Paul Sereno, world famous for his far-flung and well-publicized discoveries and descriptions, will be adding a new taxon name to his roster: Raptorex kriegsteini.
Sereno, P., Tan L., Brusatte, S. L., Kriegstein, H. J., Zhao X.-J., Cloward, K. 2009. Tyrannosaurid skeletal design first evolved at small body size. Science, in press — DOI: 10.1126/science.1177428
Sensationally, this new taxon is a small, and yet maturely-developed member of the dinosaur group that includes Tyrannosaurus. It features long legs, a long head, protportionately small vertebrae and a short spine, and yet has tiny arms. Representatives of the origin of the tyrannosaurs include other recent discoveries, such as Dilong, which apparenly had longer arms and a relatively shorter skull for its size. The paper is thoughrough in describing the juicy bits: Skeletal anatomy, proportions of the arms, etc. A large deal is spent attempting to compare it to some of the other recently discovered early tyrannosaurs like Xiongguanlong, Guanglong, and the aforementioned Dilong. For the most part, it seems relatively distinct. However, it is never adequately compared to Dilong, which according to the authors is from the same formation Raptorex is. This “according” is unfortunately due to an unfortunate circumstance in Raptorex‘s early history:
It was uncovered by a local prospector, and then sold to a private collector. That collector contacted Sereno, and we now have this fossil, in a museum, and available. The problem is is that we don’t actually know WHERE this fossil comes from. It may derived from the Yixian Formation, in the basal Cretaceous Jehol Group, where produced other fantastic discoveries like Caudipteryx, Sinosauropteryx, and the weird “quilled” Psittacosaurus, as well as possible congener Dilong.

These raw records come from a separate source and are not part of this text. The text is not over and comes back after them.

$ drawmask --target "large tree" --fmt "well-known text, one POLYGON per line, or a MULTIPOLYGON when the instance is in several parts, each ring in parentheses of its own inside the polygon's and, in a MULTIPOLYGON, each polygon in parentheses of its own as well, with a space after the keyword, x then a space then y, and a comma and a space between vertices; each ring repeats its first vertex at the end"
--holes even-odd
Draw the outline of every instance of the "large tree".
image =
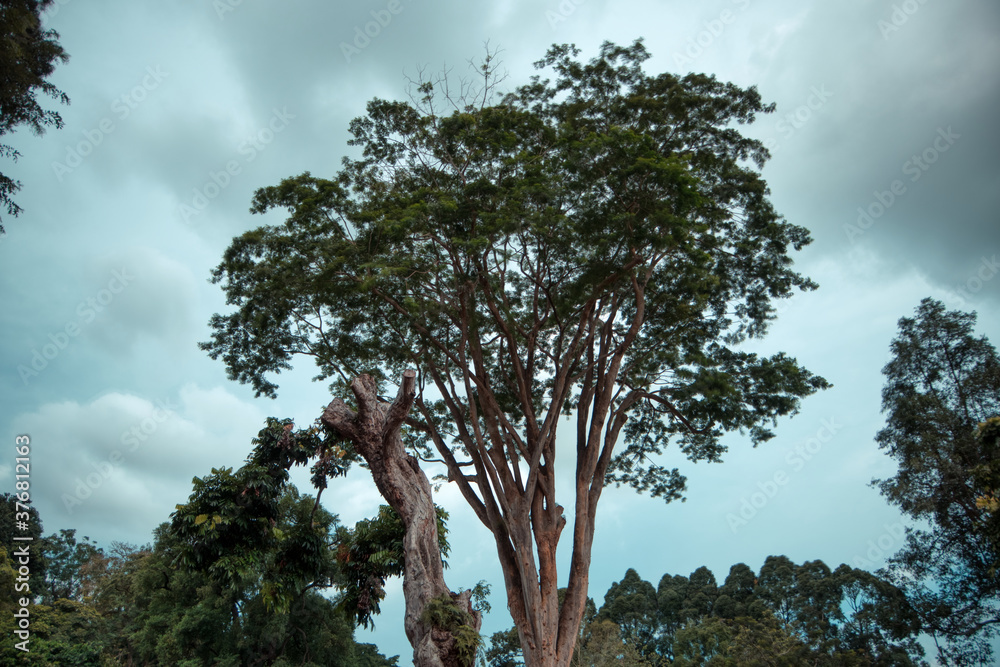
POLYGON ((683 475, 658 458, 669 443, 717 461, 724 433, 763 442, 828 386, 738 347, 766 332, 774 299, 815 287, 788 255, 809 234, 775 212, 755 168, 768 153, 737 129, 773 106, 710 76, 646 74, 641 42, 578 53, 553 47, 537 65, 554 80, 502 96, 487 58, 459 99, 442 79, 412 103, 371 101, 350 125, 361 157, 259 190, 252 211, 286 222, 235 239, 214 274, 236 310, 212 318, 203 348, 232 378, 273 396, 273 374, 305 355, 334 379, 322 423, 406 525, 415 647, 444 587, 416 456, 447 469, 493 534, 526 664, 565 666, 605 486, 679 498, 683 475))
POLYGON ((1000 470, 992 419, 1000 416, 1000 358, 975 335, 975 322, 975 313, 929 298, 899 320, 882 371, 887 423, 876 436, 899 465, 879 489, 927 526, 907 530, 889 573, 941 642, 945 664, 989 663, 1000 628, 1000 543, 988 502, 1000 470))
MULTIPOLYGON (((0 137, 21 125, 41 134, 46 126, 62 127, 62 117, 43 109, 38 103, 39 92, 69 103, 66 93, 46 79, 55 71, 56 63, 69 56, 57 41, 59 34, 42 28, 42 12, 55 0, 4 0, 0 3, 0 137)), ((20 153, 12 146, 0 143, 0 157, 17 161, 20 153)), ((12 196, 21 184, 0 173, 0 209, 17 216, 21 207, 12 196)), ((0 221, 3 216, 0 215, 0 221)), ((0 224, 0 234, 3 234, 0 224)))

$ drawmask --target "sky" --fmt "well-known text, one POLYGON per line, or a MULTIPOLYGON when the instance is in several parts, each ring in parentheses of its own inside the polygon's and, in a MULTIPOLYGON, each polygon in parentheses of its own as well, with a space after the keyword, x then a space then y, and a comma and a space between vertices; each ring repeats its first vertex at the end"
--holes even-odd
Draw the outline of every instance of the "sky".
MULTIPOLYGON (((873 439, 898 319, 933 297, 977 311, 977 332, 1000 341, 993 0, 61 0, 45 25, 70 55, 50 80, 71 104, 43 102, 62 129, 4 137, 22 153, 0 170, 22 182, 24 212, 4 217, 0 238, 0 434, 30 436, 46 534, 145 544, 193 477, 242 463, 268 416, 320 414, 326 383, 307 365, 281 376, 276 400, 254 398, 198 349, 211 315, 228 312, 210 272, 234 236, 280 222, 249 213, 257 188, 334 175, 367 101, 405 100, 421 71, 460 75, 487 48, 511 88, 553 43, 589 59, 640 37, 647 72, 757 86, 777 111, 746 132, 771 150, 775 207, 814 239, 794 259, 820 288, 782 304, 753 348, 785 351, 833 388, 756 449, 728 437, 722 463, 668 453, 686 502, 608 489, 598 605, 629 567, 654 586, 702 565, 721 582, 771 554, 880 567, 906 525, 870 485, 895 469, 873 439)), ((12 491, 13 447, 0 451, 12 491)), ((570 507, 568 479, 559 488, 570 507)), ((359 469, 323 501, 350 524, 381 499, 359 469)), ((456 489, 437 501, 451 513, 446 580, 492 583, 484 630, 509 627, 492 537, 456 489)), ((407 664, 400 582, 388 591, 358 638, 407 664)))

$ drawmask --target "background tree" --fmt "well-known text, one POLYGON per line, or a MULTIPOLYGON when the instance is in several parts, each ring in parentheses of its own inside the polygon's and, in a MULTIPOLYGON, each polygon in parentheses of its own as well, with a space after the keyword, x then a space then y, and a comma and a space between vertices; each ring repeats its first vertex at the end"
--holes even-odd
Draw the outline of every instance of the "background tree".
POLYGON ((979 424, 1000 416, 1000 360, 975 336, 975 321, 975 313, 946 311, 933 299, 899 320, 882 370, 886 427, 876 436, 899 466, 876 480, 879 490, 930 526, 907 530, 888 572, 940 642, 945 664, 988 663, 1000 624, 995 519, 977 502, 987 493, 977 474, 996 469, 1000 449, 976 437, 979 424))
POLYGON ((761 603, 756 598, 756 586, 757 576, 753 570, 744 563, 733 565, 719 587, 713 613, 722 618, 759 615, 761 603))
MULTIPOLYGON (((308 512, 311 498, 293 498, 308 512)), ((322 520, 322 518, 321 518, 322 520)), ((288 528, 284 520, 279 530, 288 528)), ((105 655, 121 665, 392 665, 373 647, 358 645, 337 600, 308 589, 281 610, 265 600, 260 582, 220 581, 207 571, 178 566, 185 545, 162 524, 148 549, 108 558, 95 609, 112 628, 105 655), (233 610, 238 610, 234 617, 233 610)), ((277 564, 273 556, 263 562, 277 564)))
POLYGON ((46 604, 63 599, 82 602, 86 585, 83 566, 103 554, 97 543, 86 536, 78 542, 75 528, 63 528, 42 541, 42 553, 45 557, 43 601, 46 604))
POLYGON ((656 589, 629 568, 620 582, 611 584, 597 618, 614 623, 625 642, 649 657, 656 654, 657 611, 656 589))
POLYGON ((524 664, 521 639, 517 628, 494 632, 490 645, 485 648, 483 658, 490 667, 520 667, 524 664))
POLYGON ((613 621, 594 619, 585 624, 573 655, 574 667, 648 667, 633 642, 622 637, 623 628, 613 621))
MULTIPOLYGON (((409 535, 433 525, 422 473, 376 442, 405 424, 401 441, 446 466, 495 537, 532 666, 572 657, 608 482, 678 498, 684 477, 657 463, 670 442, 719 460, 723 433, 763 442, 769 423, 828 386, 784 354, 734 347, 766 332, 772 299, 815 287, 788 256, 809 234, 774 211, 752 164, 768 153, 735 127, 773 106, 708 76, 647 75, 641 42, 604 44, 589 63, 577 54, 553 47, 538 66, 555 81, 503 97, 487 59, 482 89, 450 113, 434 82, 412 105, 369 103, 350 127, 361 159, 333 180, 304 174, 256 193, 254 212, 288 220, 226 251, 214 279, 237 310, 214 316, 203 344, 258 394, 274 394, 270 376, 293 355, 335 378, 324 426, 355 444, 409 535), (390 407, 377 396, 393 382, 390 407), (366 411, 362 451, 349 424, 361 429, 366 411), (567 415, 575 510, 560 605, 556 433, 567 415), (390 483, 383 468, 413 482, 390 483)), ((407 596, 407 617, 425 601, 407 596)))
POLYGON ((987 572, 1000 572, 1000 416, 990 417, 976 427, 976 443, 985 462, 973 471, 973 483, 979 494, 976 506, 985 510, 982 531, 993 545, 993 565, 987 572))
MULTIPOLYGON (((54 30, 42 29, 41 13, 54 0, 4 0, 0 4, 0 137, 21 125, 35 134, 46 126, 61 128, 62 117, 38 103, 39 92, 69 104, 65 93, 46 81, 55 71, 56 63, 69 56, 57 41, 54 30)), ((17 161, 20 153, 0 143, 0 157, 17 161)), ((0 208, 17 216, 21 207, 14 203, 13 194, 21 189, 18 181, 0 173, 0 208)), ((0 221, 3 217, 0 216, 0 221)), ((0 234, 4 233, 0 224, 0 234)))
MULTIPOLYGON (((383 576, 401 569, 399 518, 382 512, 348 530, 318 497, 289 483, 292 465, 311 462, 313 484, 322 491, 356 458, 331 445, 321 429, 295 431, 290 422, 268 420, 254 445, 240 469, 196 478, 189 501, 154 532, 151 545, 112 543, 105 551, 89 538, 78 541, 74 529, 36 539, 40 550, 31 567, 37 562, 47 573, 47 585, 44 597, 36 596, 44 603, 31 606, 31 650, 24 654, 7 642, 0 664, 396 664, 354 641, 358 614, 345 608, 358 597, 352 567, 383 576), (353 562, 341 562, 343 554, 353 562), (333 587, 338 595, 321 594, 333 587)), ((0 503, 7 533, 16 529, 11 499, 0 503)), ((38 538, 41 523, 30 514, 38 538)), ((443 521, 442 515, 442 540, 443 521)), ((446 542, 441 546, 447 550, 446 542)), ((16 576, 0 548, 0 632, 9 637, 23 595, 15 591, 16 576)))
POLYGON ((24 546, 24 542, 14 541, 15 535, 32 538, 28 542, 28 554, 31 558, 31 576, 28 585, 31 594, 39 596, 45 593, 45 558, 42 555, 45 543, 42 539, 42 519, 38 516, 38 510, 29 505, 28 528, 22 530, 17 523, 17 514, 23 511, 25 511, 24 505, 18 505, 15 494, 0 494, 0 546, 3 546, 8 554, 13 554, 15 549, 24 546))
POLYGON ((843 623, 839 646, 867 658, 877 667, 925 665, 917 642, 920 619, 899 588, 885 579, 841 565, 843 623))
POLYGON ((692 621, 674 637, 677 667, 795 667, 819 664, 809 647, 771 615, 692 621))
MULTIPOLYGON (((338 564, 336 536, 344 533, 318 498, 288 482, 291 465, 318 458, 313 480, 325 485, 346 471, 347 453, 324 461, 315 429, 293 431, 277 420, 254 442, 240 469, 194 480, 151 551, 109 563, 96 597, 122 614, 122 652, 141 664, 394 664, 355 644, 346 595, 320 595, 336 586, 357 597, 338 564)), ((384 537, 383 554, 401 531, 390 525, 384 537)))
POLYGON ((769 556, 757 575, 734 565, 722 586, 700 567, 651 591, 629 570, 596 615, 651 665, 924 664, 902 591, 847 565, 769 556))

Problematically, it’s just a “may.”
Raptorex, however, possesses some features that have been attributed to another tyrannosaur taxon, Shanshanosaurus, as being juvenile in nature:
- The skull is inordinately large for the body, especially with a cranium as long as the pelvis.
- The orbit of the skull is very large, very rounded in aspect, and over 20% the length of the skull as a whole.
- The preorbital region of the skull makes up under 75% of the skull length, and the teeth are concordantly large for the animal’s size.
- Cervical vertebrae show incompletely fused neurocentral sutures in the dorsal series, as in Shanshanosaurus.
- In assessing rough development by studying a histological section of a long bone, the authors found two LAGs, while proposing several lose LAGs and unknown cortical ones were present. Without this information the proposed age may only have been 2 years, rather than the projected “subadult” age of 6 the authors apply to it.
These issues point out that Sereno et al may be too hasty in ascribing Raptorex 1. to the basal Lujiatun Member of the Yixian Formation (from whence Dilong comes from) and 2. That it is a subadult of relative maturity, despite showing hallmarks of immature status.